NASA proves once again that, for it, the impossible is not even difficult.

"cranky old CARmudgeon"? :-)

[snip]

The only way to do this is to manually inspect the code and design test inputs to trigger every possible permutation of internal states.

The "slight" problem is that the permutation count quickly becomes rather unmanagable. :-)

Terje PS. I recently hit on this very problem during Facebook's "Hacker Challenge": All the real problem inputs were designed to flush out any attempts to brute force a solution by trying all permutations.

PPS. I registered with an alias, you won't find me on fb.com. :-)

--
- 
"almost all programming can be viewed as an exercise in caching"

The horses' mouth...

The NASA report is 177 pages and details the analysis, the NHTSA is 77 pages and appears to be a summary.

Eric

My first thoughts upon hearing the NHTSA announcement was that the spokesman was quite selective in saying "electronics" were not the cause while at the same time carefully avoiding any mention of software.

All along my suspicion has been buggy control software. I haven't yet looked at the NASA findings, but (what I perceive to be) the selective wording of the announcement makes me wonder. It's perfectly possible to prove an electro-mechanical design in isolation ... but a number of the mechanisms in question are software controlled. Did NASA also prove Toyota's software? And if so, how?

George

"Extensive software testing and analysis was performed on TMC 2005 Camry L4 source code using static analysis, logic model testing, recursion testing, and worse case execution timing. With the tools utilized during the course of this study, software defects that unilaterally cause a UA were not found." [page 152 of NASA analysis report]

So there... obviously your concerns were unfounded.

Eric

Yes, but only for the case where the entire program can be printed in its entirety on a single piece of paper and readable at the std 18" of distance.

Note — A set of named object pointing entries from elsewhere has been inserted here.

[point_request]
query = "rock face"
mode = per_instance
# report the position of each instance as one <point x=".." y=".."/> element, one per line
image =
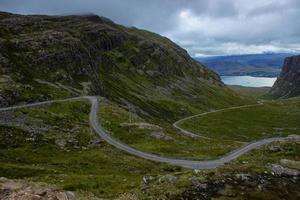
<point x="288" y="83"/>
<point x="46" y="57"/>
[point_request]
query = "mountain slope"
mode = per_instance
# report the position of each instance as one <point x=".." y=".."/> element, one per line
<point x="46" y="57"/>
<point x="252" y="64"/>
<point x="288" y="83"/>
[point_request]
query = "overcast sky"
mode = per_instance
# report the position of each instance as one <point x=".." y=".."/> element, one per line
<point x="203" y="27"/>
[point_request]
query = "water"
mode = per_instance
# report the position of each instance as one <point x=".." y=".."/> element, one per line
<point x="249" y="81"/>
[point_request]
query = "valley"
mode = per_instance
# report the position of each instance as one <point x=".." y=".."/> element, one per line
<point x="90" y="109"/>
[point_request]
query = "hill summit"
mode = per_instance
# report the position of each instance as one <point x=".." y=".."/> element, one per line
<point x="48" y="57"/>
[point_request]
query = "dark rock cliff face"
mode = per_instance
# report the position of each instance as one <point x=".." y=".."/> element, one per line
<point x="288" y="83"/>
<point x="46" y="57"/>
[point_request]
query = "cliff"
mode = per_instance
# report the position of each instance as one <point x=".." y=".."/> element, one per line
<point x="288" y="83"/>
<point x="48" y="57"/>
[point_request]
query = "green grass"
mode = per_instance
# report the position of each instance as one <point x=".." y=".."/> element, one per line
<point x="174" y="144"/>
<point x="108" y="172"/>
<point x="101" y="169"/>
<point x="251" y="92"/>
<point x="278" y="118"/>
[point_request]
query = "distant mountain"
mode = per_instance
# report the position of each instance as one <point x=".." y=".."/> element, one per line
<point x="288" y="83"/>
<point x="251" y="64"/>
<point x="51" y="57"/>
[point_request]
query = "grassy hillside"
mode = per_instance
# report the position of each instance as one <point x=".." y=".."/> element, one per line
<point x="272" y="118"/>
<point x="49" y="57"/>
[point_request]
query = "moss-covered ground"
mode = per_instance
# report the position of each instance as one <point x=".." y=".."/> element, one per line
<point x="272" y="118"/>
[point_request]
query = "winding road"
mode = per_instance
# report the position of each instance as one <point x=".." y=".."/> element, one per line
<point x="192" y="164"/>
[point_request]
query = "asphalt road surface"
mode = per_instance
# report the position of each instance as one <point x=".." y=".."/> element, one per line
<point x="192" y="164"/>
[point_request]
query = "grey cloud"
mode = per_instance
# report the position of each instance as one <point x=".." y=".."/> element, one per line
<point x="201" y="26"/>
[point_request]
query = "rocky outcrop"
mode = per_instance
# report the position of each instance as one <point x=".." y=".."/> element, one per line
<point x="47" y="55"/>
<point x="288" y="83"/>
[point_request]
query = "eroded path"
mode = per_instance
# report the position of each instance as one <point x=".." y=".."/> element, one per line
<point x="192" y="164"/>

For actual devices where the device enumerates a program, and also contains custom layout, no. Surveyed to death, yes; no-bugs-found, yes, no-bugs-possible, no.

Mitch

The fact that they looked at the software does not make my concerns about buggy software "unfounded". I have begun reading the report and it states that the software examined consisted of 280,000 lines of code - presumably assembler though that wasn't explicitly stated. Regardless, nobody can fully understand 280,000 lines of any kind of code.

Moreover, according to the summary (pages 13-17), the team only considered scenarios described by incident reports. People under stress, in general, make for poor witnesses and their recollections of event detail and event sequencing are questionable to begin with.

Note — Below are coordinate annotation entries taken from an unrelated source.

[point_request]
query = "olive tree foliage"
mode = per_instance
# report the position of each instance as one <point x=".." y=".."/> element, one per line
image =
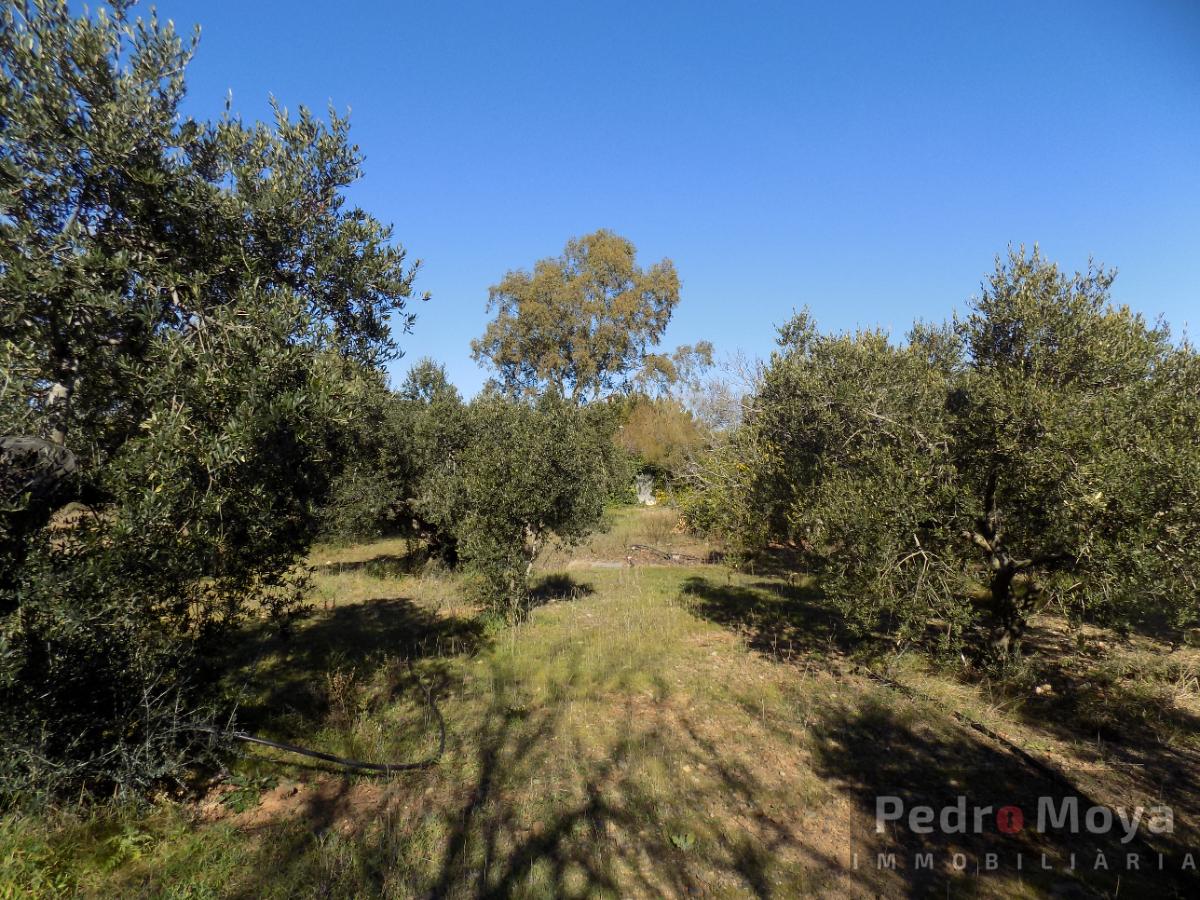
<point x="1039" y="451"/>
<point x="525" y="473"/>
<point x="187" y="311"/>
<point x="582" y="323"/>
<point x="393" y="448"/>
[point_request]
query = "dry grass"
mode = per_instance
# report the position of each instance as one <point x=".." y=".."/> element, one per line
<point x="651" y="731"/>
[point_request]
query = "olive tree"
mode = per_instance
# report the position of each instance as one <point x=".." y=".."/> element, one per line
<point x="582" y="323"/>
<point x="526" y="472"/>
<point x="1038" y="451"/>
<point x="186" y="309"/>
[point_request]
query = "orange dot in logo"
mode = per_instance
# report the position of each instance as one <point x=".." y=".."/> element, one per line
<point x="1009" y="820"/>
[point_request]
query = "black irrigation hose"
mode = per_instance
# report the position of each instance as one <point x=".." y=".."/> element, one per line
<point x="964" y="719"/>
<point x="385" y="768"/>
<point x="664" y="553"/>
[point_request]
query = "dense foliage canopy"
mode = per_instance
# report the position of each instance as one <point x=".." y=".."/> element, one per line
<point x="189" y="309"/>
<point x="582" y="323"/>
<point x="1039" y="451"/>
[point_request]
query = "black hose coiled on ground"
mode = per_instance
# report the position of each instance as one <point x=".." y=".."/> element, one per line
<point x="384" y="768"/>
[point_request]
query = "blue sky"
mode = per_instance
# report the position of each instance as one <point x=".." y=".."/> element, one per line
<point x="864" y="159"/>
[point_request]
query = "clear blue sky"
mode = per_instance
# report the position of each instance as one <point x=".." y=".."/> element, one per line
<point x="864" y="159"/>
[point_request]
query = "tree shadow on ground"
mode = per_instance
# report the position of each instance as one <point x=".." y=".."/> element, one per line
<point x="279" y="677"/>
<point x="786" y="622"/>
<point x="888" y="748"/>
<point x="558" y="587"/>
<point x="382" y="565"/>
<point x="535" y="799"/>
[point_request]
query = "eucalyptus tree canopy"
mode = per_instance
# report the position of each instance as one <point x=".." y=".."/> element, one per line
<point x="1039" y="451"/>
<point x="187" y="306"/>
<point x="581" y="323"/>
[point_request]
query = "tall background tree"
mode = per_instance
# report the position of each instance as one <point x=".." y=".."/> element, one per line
<point x="581" y="323"/>
<point x="187" y="309"/>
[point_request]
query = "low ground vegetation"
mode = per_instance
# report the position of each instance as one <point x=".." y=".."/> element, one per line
<point x="649" y="730"/>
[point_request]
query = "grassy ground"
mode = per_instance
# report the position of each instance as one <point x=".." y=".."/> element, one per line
<point x="655" y="730"/>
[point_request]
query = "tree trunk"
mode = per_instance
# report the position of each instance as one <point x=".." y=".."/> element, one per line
<point x="1007" y="617"/>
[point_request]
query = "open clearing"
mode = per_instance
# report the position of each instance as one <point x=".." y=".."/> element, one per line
<point x="655" y="730"/>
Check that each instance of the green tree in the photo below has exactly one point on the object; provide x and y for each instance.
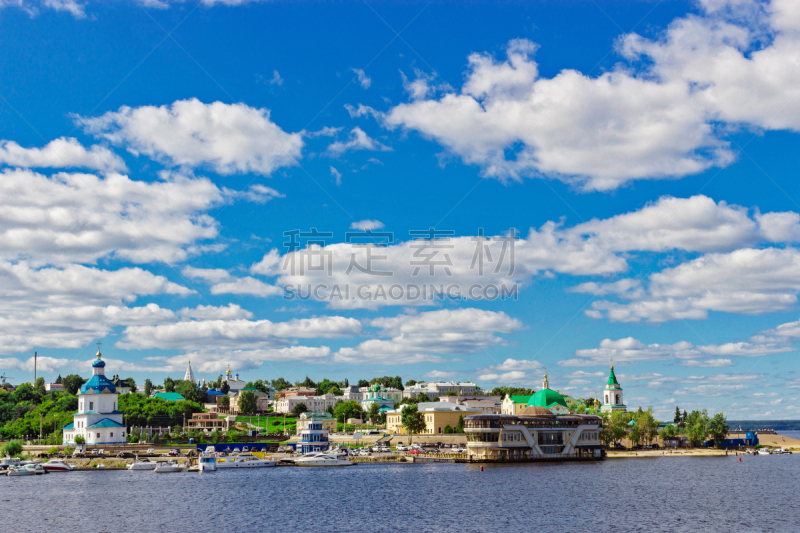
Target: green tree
(668, 431)
(12, 448)
(413, 421)
(346, 410)
(280, 384)
(697, 426)
(72, 383)
(718, 429)
(188, 390)
(247, 403)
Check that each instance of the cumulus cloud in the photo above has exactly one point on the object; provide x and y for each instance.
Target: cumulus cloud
(747, 281)
(424, 337)
(358, 140)
(82, 217)
(363, 80)
(367, 225)
(64, 152)
(655, 116)
(227, 138)
(630, 351)
(210, 335)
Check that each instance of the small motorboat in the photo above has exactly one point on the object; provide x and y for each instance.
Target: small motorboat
(322, 459)
(207, 463)
(27, 470)
(244, 461)
(168, 468)
(57, 465)
(142, 464)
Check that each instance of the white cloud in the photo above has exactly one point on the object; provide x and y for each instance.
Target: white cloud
(659, 115)
(367, 225)
(747, 281)
(630, 351)
(423, 337)
(438, 374)
(210, 312)
(228, 138)
(64, 152)
(359, 140)
(211, 275)
(246, 285)
(81, 217)
(214, 335)
(364, 80)
(337, 176)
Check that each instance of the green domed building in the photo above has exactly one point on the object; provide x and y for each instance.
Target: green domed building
(549, 399)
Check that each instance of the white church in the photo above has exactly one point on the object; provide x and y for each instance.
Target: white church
(97, 419)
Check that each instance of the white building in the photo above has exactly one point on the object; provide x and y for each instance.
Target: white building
(315, 404)
(612, 395)
(233, 382)
(98, 421)
(434, 389)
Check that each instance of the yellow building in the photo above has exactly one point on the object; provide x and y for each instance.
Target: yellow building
(437, 416)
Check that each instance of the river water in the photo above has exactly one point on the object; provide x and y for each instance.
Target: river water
(638, 494)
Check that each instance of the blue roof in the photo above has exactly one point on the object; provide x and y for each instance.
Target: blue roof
(98, 384)
(106, 423)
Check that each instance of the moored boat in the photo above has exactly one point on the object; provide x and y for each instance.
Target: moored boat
(244, 461)
(168, 468)
(57, 465)
(142, 464)
(322, 459)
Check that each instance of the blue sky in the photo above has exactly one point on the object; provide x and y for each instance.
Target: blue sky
(154, 154)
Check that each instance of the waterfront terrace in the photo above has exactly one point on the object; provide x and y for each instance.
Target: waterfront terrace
(534, 434)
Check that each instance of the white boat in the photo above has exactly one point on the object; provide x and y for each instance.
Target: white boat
(207, 463)
(57, 465)
(142, 464)
(244, 461)
(322, 459)
(168, 468)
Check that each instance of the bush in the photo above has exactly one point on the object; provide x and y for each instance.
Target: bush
(12, 448)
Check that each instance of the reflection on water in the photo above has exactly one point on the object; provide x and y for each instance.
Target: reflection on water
(654, 494)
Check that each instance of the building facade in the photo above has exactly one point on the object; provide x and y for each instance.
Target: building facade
(312, 403)
(533, 434)
(437, 415)
(98, 421)
(304, 420)
(612, 395)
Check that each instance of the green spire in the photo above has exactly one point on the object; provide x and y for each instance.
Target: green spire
(612, 379)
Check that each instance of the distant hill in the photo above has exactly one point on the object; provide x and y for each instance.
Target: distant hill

From page 17: "There is a single failure mode found that, combined with driver input, can cause the throttle to jump to 15 degrees in certain conditions and may not generate a DTC." and "For the small throttle openings, the NESC team found single failure modes with the ETCS-i that can result in throttle openings less than 5 degrees."

So, in fact, there WERE software faults. It seems that the faults that were found are annoying rather than life-threatening, but that doesn't mean that other life-threatening faults do not exist.

From page 20: "Due to system complexity which will be described and the many possible electronic hardware and software systems interactions, it is not realistic to attempt to "prove" that the ETCS-i cannot cause UAs."

I've only just started to read the analysis, but the "executive" summary already has validated my concerns!

George

...

Yar. I saw this in various versions on google news.

The most carefully-worded version simply indicated the only known problems were mechanical. It doesn't seem electronic or software problems were ruled out -- just unproven at this point.

I'm also suspicious there are some bugs in the system. If a car makes it onto the market and it has a tendancy to catch the accel pedal under the floor mat, I think it's a fair bet there are also going to be "hidden" problems.

--
Of course "global temperature are rising", we're emerging from an ICE AGE!!
  -- BONZO@27-32-240-172.static.tpgi.com.au [86 nyms and counting], 8 Feb 2011
12:22 +1100

This is a good read. The claims made by NASA are clear in the it identifies what they specifically tested and what they were able to determine.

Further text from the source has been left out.